David Oliver: What’s behind the rise in dementia admissions?BMJ 2019; 367 doi: https://doi.org/10.1136/bmj.l5716 (Published 02 October 2019) Cite this as: BMJ 2019;367:l5716
- David Oliver, consultant in geriatrics and acute general medicine
Follow David on Twitter: @mancunianmedic
I recently woke to news headlines claiming that NHS hospitals were admitting “1000 dementia patients a day”—a rapid increase since 2013.1
The data came from NHS Digital. But the expert commentary, quoted in the Daily Mail and broadcast widely, came from the Alzheimer’s Society.2 It blamed social care cuts and claimed that dementia admissions generally harmed patients or left them unable to return home.
I care deeply about improving acute and community care in dementia, so I was pleased to see the topic get airtime. I don’t want to dampen the impact by nitpicking. But I do have some caveats.
Firstly, it isn’t news that many people in hospital beds have dementia or delirium. A decade ago, the NHS Confederation and the Alzheimer’s Society reported that in around one in four beds was someone with dementia.3 Back in 2009 Sampson and colleagues showed that 42% of people over 70 admitted to hospital had dementia, and around half had no prior diagnosis.4 The Royal College of Psychiatrists has published four rounds of its national audit of care for dementia in general hospitals.5 Gaps remain, but we’ve seen steady improvements and wider adoption of good care systems and processes.
Secondly, since 2012 the NHS in England has had a national payment incentive to ensure that hospitals identify people with dementia and code the cases.6 This may partly account for a rise in admissions far higher than the increase in community cases might lead us to expect.
Thirdly, the news coverage barely mentioned that the initial emergency attendance or admission is often appropriate, whether or not the patient has dementia. If you have, say, a stroke, hip fracture, severe infection, or metabolic disturbance, acute hospital may often be the safest and best option. There’s good evidence for the benefit of ward based, comprehensive geriatric assessment and post-acute rehabilitation for frail older people, including those with hip fracture or stroke.789 A binary narrative of “hospital harmful, community safe” is simplistic and unhelpful.
Fourthly, gaps in health services away from acute hospitals are as important in this story as gaps in social care. Even for conditions labelled as primary or ambulatory care or for “potentially preventable” hospital admissions, we can’t assume that current primary and community healthcare models are sufficiently responsive or available.1011 This includes end-of-life care, specialist mental health services, and support for care home residents.121314
The “ageing well” component in the NHS long term plan requires faster crisis responses for older people at home, more rapid access to home based rehabilitation, more healthcare provision for care home residents, and more support for carers—all reliant on skilled, multi-professional teams.15 However, current capacity is nowhere near sufficient, as the NHS Benchmarking Network’s intermediate care audits have shown. The NHS pledge of £4.5bn (€5.08bn; $5.56bn) for community health services may be spread thinly with many competing demands, and we have an existing crisis in the community health and care workforce.16
My final point? The crisis in social care is undoubtedly worsening, for an ageing population with more people who have dementia and are reliant on care—most of it from family. Social care requires urgent solutions, but not all adults needing social care have dementia. And not all patients with dementia receive or are eligible for social care.

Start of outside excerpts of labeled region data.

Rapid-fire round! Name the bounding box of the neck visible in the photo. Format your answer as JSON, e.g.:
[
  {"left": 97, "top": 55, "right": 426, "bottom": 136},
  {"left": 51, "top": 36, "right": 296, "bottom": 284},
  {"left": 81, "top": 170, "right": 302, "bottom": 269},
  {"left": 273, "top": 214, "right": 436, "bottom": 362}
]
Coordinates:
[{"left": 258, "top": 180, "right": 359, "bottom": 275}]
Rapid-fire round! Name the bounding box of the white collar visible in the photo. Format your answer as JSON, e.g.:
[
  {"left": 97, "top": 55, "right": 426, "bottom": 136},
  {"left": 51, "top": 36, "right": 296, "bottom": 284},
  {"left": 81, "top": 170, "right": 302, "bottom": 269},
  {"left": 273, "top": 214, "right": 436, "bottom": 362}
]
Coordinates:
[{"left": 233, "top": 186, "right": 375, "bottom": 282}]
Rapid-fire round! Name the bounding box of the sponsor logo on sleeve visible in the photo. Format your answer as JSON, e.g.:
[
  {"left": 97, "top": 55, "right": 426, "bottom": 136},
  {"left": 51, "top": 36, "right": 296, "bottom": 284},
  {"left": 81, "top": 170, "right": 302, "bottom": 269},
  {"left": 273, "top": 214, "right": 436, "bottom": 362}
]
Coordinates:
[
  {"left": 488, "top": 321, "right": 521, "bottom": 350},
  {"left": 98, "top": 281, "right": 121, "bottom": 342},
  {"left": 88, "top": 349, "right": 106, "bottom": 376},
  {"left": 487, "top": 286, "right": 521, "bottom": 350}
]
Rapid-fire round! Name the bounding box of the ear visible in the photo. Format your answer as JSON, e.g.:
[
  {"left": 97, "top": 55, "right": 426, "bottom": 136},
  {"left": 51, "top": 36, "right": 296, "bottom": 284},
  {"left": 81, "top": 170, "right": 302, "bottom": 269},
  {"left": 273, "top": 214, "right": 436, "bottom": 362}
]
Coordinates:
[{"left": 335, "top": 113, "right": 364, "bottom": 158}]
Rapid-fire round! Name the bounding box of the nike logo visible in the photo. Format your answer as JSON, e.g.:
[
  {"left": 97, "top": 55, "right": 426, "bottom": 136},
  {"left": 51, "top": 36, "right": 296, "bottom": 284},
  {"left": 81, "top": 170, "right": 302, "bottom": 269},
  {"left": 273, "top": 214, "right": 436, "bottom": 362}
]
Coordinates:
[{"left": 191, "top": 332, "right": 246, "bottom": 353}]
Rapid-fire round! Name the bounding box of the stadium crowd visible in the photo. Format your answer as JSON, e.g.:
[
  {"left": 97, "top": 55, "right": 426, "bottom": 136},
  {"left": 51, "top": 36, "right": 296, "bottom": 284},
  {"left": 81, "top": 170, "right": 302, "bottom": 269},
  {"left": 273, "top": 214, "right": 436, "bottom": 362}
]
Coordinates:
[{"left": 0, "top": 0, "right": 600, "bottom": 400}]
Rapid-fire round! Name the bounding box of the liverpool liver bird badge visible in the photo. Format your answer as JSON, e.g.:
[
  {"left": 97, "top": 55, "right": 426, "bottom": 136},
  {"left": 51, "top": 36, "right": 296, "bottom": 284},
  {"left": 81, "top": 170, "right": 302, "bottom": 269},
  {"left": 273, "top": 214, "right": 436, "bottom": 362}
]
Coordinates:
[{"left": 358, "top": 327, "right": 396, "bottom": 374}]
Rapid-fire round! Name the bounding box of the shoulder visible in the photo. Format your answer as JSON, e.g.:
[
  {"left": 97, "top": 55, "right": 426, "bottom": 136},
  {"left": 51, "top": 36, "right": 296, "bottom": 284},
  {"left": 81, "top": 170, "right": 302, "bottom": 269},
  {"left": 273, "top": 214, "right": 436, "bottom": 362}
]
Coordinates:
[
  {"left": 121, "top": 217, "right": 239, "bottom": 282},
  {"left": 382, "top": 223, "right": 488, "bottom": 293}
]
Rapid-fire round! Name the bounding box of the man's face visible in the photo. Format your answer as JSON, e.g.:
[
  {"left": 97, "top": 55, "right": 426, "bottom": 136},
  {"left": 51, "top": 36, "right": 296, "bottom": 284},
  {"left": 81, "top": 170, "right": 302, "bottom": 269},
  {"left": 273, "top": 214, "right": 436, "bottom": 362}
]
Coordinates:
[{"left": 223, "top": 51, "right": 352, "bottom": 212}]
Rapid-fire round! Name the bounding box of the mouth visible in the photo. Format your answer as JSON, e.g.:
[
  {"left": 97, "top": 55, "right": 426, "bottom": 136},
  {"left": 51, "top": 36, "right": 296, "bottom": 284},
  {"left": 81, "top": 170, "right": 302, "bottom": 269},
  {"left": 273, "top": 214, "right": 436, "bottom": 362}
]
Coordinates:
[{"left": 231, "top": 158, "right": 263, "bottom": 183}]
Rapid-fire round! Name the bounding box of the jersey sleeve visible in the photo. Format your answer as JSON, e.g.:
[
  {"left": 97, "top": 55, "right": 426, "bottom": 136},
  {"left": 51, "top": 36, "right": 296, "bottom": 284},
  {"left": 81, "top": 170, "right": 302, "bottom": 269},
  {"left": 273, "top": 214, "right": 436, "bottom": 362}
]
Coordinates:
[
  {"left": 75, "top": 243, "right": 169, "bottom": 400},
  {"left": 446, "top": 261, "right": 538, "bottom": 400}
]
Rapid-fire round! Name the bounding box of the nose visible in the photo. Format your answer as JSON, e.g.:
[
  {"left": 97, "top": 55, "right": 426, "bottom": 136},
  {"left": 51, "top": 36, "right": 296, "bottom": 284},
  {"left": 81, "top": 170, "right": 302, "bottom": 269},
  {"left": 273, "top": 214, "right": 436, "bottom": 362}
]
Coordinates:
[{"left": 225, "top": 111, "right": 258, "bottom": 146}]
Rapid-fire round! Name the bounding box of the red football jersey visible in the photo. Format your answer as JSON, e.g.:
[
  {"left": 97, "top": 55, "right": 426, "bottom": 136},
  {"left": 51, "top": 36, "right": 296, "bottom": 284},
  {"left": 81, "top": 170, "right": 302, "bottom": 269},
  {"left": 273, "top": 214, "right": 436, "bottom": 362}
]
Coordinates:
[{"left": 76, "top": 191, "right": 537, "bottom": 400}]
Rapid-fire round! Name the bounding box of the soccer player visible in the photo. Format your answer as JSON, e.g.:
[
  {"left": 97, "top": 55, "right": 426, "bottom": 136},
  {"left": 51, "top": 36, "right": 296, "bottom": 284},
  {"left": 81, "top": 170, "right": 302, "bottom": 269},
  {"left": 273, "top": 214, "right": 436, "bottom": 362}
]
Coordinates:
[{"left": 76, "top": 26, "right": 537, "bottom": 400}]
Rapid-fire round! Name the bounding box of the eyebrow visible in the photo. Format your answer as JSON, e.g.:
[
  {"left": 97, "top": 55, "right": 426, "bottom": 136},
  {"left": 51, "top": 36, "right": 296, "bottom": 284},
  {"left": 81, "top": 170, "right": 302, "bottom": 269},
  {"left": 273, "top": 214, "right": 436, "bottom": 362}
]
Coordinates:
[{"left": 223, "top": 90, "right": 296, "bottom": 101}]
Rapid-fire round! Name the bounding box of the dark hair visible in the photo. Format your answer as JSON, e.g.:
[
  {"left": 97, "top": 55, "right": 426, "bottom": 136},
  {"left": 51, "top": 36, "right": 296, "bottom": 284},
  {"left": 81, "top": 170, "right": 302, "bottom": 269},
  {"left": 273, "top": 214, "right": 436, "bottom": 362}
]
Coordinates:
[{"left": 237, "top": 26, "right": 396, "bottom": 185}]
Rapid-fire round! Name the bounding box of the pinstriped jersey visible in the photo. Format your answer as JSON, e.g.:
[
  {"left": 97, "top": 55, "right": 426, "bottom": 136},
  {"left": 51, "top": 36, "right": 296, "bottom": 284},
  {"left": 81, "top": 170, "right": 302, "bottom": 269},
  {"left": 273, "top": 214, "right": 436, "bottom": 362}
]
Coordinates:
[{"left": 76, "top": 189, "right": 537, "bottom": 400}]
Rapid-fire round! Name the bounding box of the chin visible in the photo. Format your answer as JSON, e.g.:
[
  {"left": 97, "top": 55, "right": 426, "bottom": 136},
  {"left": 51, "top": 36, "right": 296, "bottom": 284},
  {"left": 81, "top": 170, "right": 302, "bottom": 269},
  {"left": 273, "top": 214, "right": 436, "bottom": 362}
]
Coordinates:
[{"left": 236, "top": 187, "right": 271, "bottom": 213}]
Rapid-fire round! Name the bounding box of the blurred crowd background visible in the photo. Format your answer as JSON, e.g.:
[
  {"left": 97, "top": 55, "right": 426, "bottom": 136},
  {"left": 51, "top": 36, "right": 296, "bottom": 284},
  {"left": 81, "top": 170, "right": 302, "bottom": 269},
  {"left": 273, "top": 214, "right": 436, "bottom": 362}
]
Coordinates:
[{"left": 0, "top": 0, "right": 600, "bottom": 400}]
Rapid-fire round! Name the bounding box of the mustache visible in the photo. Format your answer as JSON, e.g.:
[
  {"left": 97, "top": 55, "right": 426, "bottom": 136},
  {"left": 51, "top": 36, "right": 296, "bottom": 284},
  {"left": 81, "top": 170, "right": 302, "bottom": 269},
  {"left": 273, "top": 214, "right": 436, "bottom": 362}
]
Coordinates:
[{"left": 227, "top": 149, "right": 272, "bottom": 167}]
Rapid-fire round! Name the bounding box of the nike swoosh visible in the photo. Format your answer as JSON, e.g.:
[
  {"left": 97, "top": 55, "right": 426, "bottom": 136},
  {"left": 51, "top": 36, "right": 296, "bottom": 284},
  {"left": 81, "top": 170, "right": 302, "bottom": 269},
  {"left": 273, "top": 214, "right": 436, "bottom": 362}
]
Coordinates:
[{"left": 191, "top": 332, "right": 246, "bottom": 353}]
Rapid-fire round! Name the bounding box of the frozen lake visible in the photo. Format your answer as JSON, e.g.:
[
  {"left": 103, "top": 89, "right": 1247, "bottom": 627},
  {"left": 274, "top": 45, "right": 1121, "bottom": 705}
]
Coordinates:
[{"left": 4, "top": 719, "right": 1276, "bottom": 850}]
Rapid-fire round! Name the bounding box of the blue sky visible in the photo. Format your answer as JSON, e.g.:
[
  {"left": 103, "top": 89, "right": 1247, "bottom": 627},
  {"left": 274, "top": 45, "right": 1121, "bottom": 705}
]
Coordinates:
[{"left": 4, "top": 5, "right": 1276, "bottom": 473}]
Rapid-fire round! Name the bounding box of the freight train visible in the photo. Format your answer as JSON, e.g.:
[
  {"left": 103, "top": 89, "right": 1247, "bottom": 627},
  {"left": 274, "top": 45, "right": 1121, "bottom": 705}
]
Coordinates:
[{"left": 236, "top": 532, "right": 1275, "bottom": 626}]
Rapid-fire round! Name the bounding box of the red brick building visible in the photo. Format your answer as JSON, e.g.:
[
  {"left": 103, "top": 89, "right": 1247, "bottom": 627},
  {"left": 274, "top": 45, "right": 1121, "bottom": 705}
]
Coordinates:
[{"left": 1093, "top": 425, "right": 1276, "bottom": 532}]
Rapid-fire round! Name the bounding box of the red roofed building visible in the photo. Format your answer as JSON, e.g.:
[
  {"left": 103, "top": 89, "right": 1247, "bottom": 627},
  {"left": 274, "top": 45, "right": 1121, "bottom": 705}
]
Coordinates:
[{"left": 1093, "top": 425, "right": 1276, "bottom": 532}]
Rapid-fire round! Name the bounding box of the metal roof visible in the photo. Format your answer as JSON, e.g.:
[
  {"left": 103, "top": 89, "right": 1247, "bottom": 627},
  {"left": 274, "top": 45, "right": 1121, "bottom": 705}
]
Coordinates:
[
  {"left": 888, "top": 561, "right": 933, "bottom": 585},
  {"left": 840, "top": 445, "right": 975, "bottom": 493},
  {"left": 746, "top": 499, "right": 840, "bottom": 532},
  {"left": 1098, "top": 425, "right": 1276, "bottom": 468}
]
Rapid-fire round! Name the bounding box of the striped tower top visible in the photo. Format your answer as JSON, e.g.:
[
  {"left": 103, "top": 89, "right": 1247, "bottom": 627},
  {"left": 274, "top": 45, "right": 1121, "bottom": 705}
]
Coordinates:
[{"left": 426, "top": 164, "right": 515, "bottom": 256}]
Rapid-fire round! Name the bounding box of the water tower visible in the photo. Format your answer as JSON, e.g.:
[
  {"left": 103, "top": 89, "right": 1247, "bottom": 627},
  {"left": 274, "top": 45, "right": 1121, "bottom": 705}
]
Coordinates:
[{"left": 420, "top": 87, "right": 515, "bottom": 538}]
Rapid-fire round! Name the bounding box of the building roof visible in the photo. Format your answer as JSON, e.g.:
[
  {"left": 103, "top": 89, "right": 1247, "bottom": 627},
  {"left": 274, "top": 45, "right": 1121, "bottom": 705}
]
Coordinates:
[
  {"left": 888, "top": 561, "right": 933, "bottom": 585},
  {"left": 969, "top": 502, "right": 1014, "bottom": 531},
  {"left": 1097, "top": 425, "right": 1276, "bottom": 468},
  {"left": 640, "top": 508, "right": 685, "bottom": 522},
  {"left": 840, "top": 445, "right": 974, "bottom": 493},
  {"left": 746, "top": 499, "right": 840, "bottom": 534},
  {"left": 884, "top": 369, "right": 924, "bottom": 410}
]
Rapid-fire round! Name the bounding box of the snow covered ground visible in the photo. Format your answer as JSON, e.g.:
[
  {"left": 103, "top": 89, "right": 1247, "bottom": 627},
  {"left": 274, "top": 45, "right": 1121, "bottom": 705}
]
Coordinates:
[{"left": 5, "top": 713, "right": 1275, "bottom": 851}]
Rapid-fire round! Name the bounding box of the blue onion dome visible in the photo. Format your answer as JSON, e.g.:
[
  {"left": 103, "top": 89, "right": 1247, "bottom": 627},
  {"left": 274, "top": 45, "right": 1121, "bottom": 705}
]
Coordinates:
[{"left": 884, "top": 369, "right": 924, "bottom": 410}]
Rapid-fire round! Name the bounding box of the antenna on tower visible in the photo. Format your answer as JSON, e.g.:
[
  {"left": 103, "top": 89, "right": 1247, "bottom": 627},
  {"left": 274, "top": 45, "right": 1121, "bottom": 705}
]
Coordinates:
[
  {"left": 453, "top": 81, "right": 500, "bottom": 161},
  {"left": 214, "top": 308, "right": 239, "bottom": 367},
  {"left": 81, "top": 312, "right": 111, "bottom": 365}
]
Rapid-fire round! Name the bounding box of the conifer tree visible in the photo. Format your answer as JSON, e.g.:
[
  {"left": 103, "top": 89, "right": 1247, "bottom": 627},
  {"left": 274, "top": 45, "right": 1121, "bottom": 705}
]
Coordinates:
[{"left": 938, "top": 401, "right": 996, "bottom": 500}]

Although their intent is admirable and the publicity important, I do worry that current campaigning by the Daily Mail and the Alzheimer’s Society tends to make “social care” and “dementia” completely synonymous, with a narrative and editorial lines to suit. But they are overlapping entities. The health service is part of the problem—and part of the solution.
Competing interests: See www.bmj.com/about-bmj/freelance-contributors.
Provenance and peer review: Commissioned; not externally peer reviewed.